Last but not least, another director I love and consider important to me this year is Hitchcock. My knowledge of his long career is limited, only 10 films: Shadow of a Doubt, Rope, Rear Window, The Trouble with Harry, The Man Who Knew Too Much (1956), Vertigo, Psycho, The Birds, Marnie and Family Plot, with a bit of Rebecca and a bit of Strangers on a Train. I might have watched Foreign Correspondent. Not all of these films are well-done: Rope, also inspired by Dostoyevsky's Crime and Punishment like Match Point and Crimes and Misdemeanors, goes well for most of the film and falls flat in the end, because James Stewart's character's sudden realisation is weak and unconvincing; Marnie is interesting, but there is a problem with the psychology (the incident can't explain Marnie's hatred of men and her mother's apparent dislike of her); The Man Who Knew Too Much has 2 main characters that are too slow, thoughtless and dim-witted. But they aren't that bad- perhaps I'm more critical of them than they deserve because I've seen Hitchcock at his best, like Vertigo and Psycho and The Birds, which show him as the undisputed master of suspense. The Trouble with Harry is another favourite, partly because it's so uncharacteristic of Hitchcock.

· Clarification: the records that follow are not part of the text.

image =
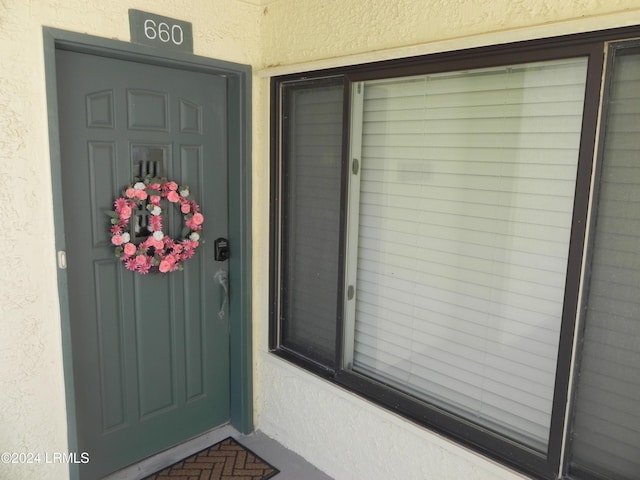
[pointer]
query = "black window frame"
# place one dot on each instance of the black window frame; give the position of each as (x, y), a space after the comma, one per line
(593, 45)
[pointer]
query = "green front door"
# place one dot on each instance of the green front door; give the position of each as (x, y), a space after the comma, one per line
(150, 352)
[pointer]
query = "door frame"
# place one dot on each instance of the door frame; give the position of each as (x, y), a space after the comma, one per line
(239, 204)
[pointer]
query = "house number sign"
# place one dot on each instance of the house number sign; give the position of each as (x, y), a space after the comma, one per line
(158, 31)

5/ This year I watched 7 films produced in 2015.
Furious 7 and Mission: Impossible- Rouge Nation are well-done and highly entertaining. Magic Mike XXL is entertaining, but in terms of plot is weaker than the 1st film. Spectre is visually pleasing and no more, it offers nothing new about James Bond and has 2 forgettable Bond girls and is almost as bad as Quantum of Solace (may I mention in passing that Lea Seydoux's light blue satin dress doesn't look good on her skin and doesn't go well at all with her dark lip colour?). Daniel Craig is very good as James Bond, better than Pierce Brosnan, but his best Bond film is still Casino Royale
A Most Violent Year is good but perhaps will soon be forgotten.
Far from the Madding Crowd seems a bit weak, even though I haven't read the book to compare. Carey Mulligan delivers a striking performance that runs the whole gamut of emotions, from A to B. As I understand, Bathsheba has 3 different kinds of feeling for the 3 men, and Carey Mulligan shows no distinction. However, it made me want to read the novel, that is probably good enough (I almost didn't read Mansfield Park because of the 1999 film, for example). 
Bridge of Spies is good. Tom Hanks in this film isn't very different from himself in Saving Mr Banks, but James B. Donovan is such a fascinating, admirable person that it doesn't matter. 

6/ http://thefilmstage.com/features/tokyo-story-hits-criterion-blu-ray-questioning-a-canonical-classic/
I feel less alone. I'm 1 of the people not wild about Tokyo Story. It is good, yes, but is it that good? It's the same way everyone else praises Boyhood to the sky and I alone dislike it.
So next year:
- I have to watch more Ozu. Even if I never warm to Ozu (we can't expect ourselves to like all directors), at least I'll know what I'm talking about.
- There are other directors I have to see or know better. Priorities: Akira Kurosawa, Hiroshi Teshigahara, Ingmar Bergman, Vittorio De Sica, Michelangelo Antonio, Luis Bunuel, Roman Polanski.

So, there. 


HAPPY NEW YEAR, FOLKS. I wish you all peace, joy, luck, good health and success.